The first article I've picked is from 1927, titled "The Human Brain Still Puzzles Scientists". Here we are, 85 years later, and I'd say little has changed! See? Could you do better than this?
Old York Times Science - Bradley Voytek

The article takes a general look at the equality of the sexes. In it, James Papez (yes, the same guy we use in our arguments about zombie brains), examines the brain of "noted feminist" Helen Gardener and concludes that "the brain of a woman need not be inferior to that of a man of equal rank".

The article is broken into eight sections, the first of which focuses on the effect of brain size/weight on intelligence. The article outlines the (relatively) new idea that it's not the total size of the brain that determines intelligence, but rather how developed different regions of the brain are with respect to one another. It notes that we still refer to intelligent people as "mental giants".

Embodied cognition cognition!

Amusingly, there's a huge section at the top that notes that the poet, Lord Byron, "is credited with an enormous brain".
Old York Times Science - Bradley Voytek

The second section is titled "The Brain and Destiny". There's a remarkably astute quote in there that encapsulates emergence in relation to human behavior and argues for a cognitive neuroscience approach to studying the brain: "From odor alone one could not deduce the structure or chemical properties of a rose... So with the brain. We cannot arrive at its structural significance through the study of psychic processes alone."

The article notes that the neocortex is the seat of conscious processes, citing work by Broca and dismissing phrenology, and shows how comparative neuroanatomy has found that the human brain is more convoluted, less homogeneous, and therefore, likely more specialized, than animal brains.

It discusses how the functional segmentation and differentiation of the brain into motor, somatosensory, sight, and hearing regions permits one to "be hearing, seeing, thinking, talking and even writing at the same time."

Later, Papez notes that "the important relation of environmental factors to mental development is common knowledge to every educator." He goes on to say that the modern world "create[s] a new environment... which greatly enriches and quickens... mental experiences," and that "education and achievement is correlated with good all-around brain development."

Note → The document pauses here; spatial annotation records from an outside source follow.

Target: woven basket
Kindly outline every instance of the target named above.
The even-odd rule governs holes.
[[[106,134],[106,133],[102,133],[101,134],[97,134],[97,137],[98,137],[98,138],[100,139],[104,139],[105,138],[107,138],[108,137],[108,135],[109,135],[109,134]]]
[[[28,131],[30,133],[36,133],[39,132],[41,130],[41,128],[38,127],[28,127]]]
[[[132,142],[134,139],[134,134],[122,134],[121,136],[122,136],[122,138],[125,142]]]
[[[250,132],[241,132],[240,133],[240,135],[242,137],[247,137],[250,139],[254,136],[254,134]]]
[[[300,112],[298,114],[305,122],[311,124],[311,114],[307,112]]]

In his examinations of Gardener's brain, Papez says that, while smaller overall, her brain is no different from that of the "best brains in the Cornell collection" and that the "entire language zone of her brain shows a superior development".

Apparently, Gardener made quite a splash when she gave a speech at a suffrage convention arguing against the idea that women are clearly inferior to men because of their smaller brains. In her speech, she opened with saying that "the last stronghold of the enemy is scientific," and proceeded to "blow up the enemy": "If absolute brain and not relative weight is the test... [then] almost any elephant is several Cuviers in disguise, or perhaps an entire medical faculty."

SNAP sayeth I!

"On that speech she rested her case. Her own brain has now added its testimony."

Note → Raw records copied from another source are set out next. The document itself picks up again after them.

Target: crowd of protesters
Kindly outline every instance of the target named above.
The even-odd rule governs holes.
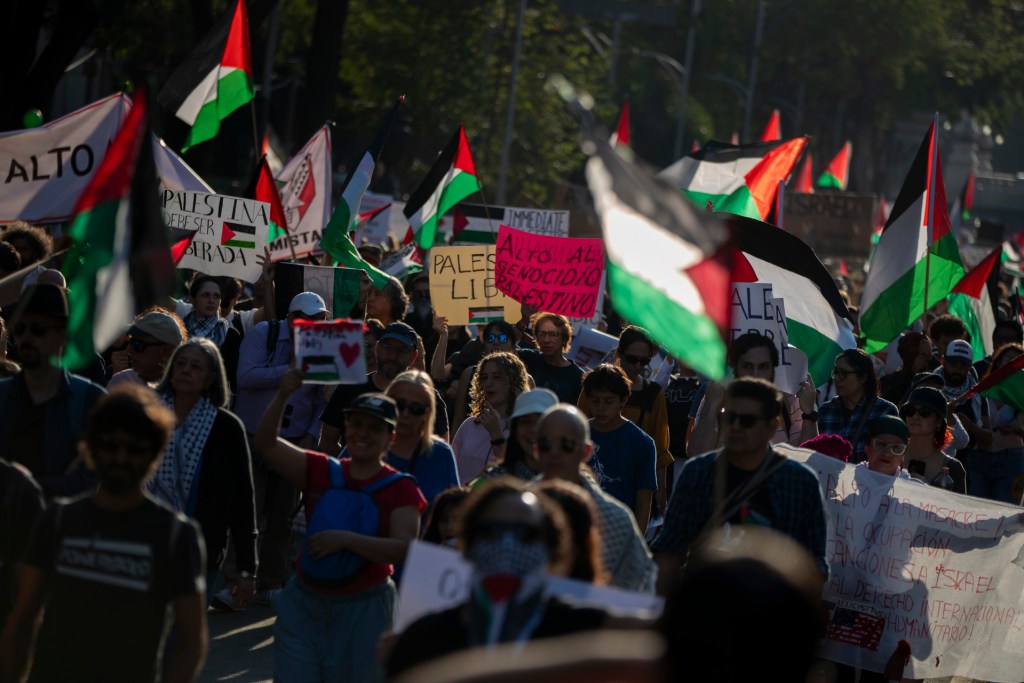
[[[7,272],[52,249],[31,225],[0,238]],[[297,321],[330,316],[324,299],[302,292],[274,310],[263,265],[248,293],[195,273],[84,375],[60,362],[71,311],[58,271],[34,271],[4,308],[0,683],[193,680],[208,610],[261,606],[274,610],[283,682],[383,680],[480,646],[609,629],[665,639],[658,673],[630,665],[643,680],[740,680],[761,673],[758,658],[710,667],[729,658],[715,636],[722,618],[758,610],[784,614],[758,651],[786,648],[786,671],[806,675],[829,570],[824,500],[816,472],[773,444],[1024,497],[1020,411],[964,399],[1024,354],[1005,306],[979,362],[982,340],[942,314],[893,345],[893,372],[847,349],[828,386],[808,377],[786,394],[776,347],[756,334],[732,342],[730,381],[670,358],[660,384],[657,344],[610,310],[617,345],[585,371],[566,356],[565,317],[524,305],[516,322],[450,329],[419,275],[368,292],[370,372],[332,386],[303,382],[292,337]],[[736,524],[778,536],[715,541]],[[394,636],[416,540],[457,548],[472,586]],[[670,599],[650,624],[553,597],[552,574]],[[708,632],[693,632],[697,613]]]

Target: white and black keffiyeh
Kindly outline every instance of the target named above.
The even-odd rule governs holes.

I'm quite impressed at the modern, sophisticated view of the brain and behavior. I believe that many people tend to think of anything before neuroimaging as the neuroscientific dark ages. This article is a great counter to that idea. You can open the pages of any modern media report of neuroscience breakthroughs and see these same ideas hailed as great new advances.

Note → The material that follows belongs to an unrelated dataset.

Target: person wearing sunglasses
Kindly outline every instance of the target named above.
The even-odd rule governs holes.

When I was a first-year graduate student I had lunch with Daniel Dennett (namedrop) during which he quipped that a new student could make a whole career by looking at papers from the 1960s and 70s and just running the experiments again using modern techniques. While your conclusions would likely be the same as those older studies, you'd have a massive supply of research ideas. I'm really starting to think he was right.

In closing: don't forget... everything old is new again.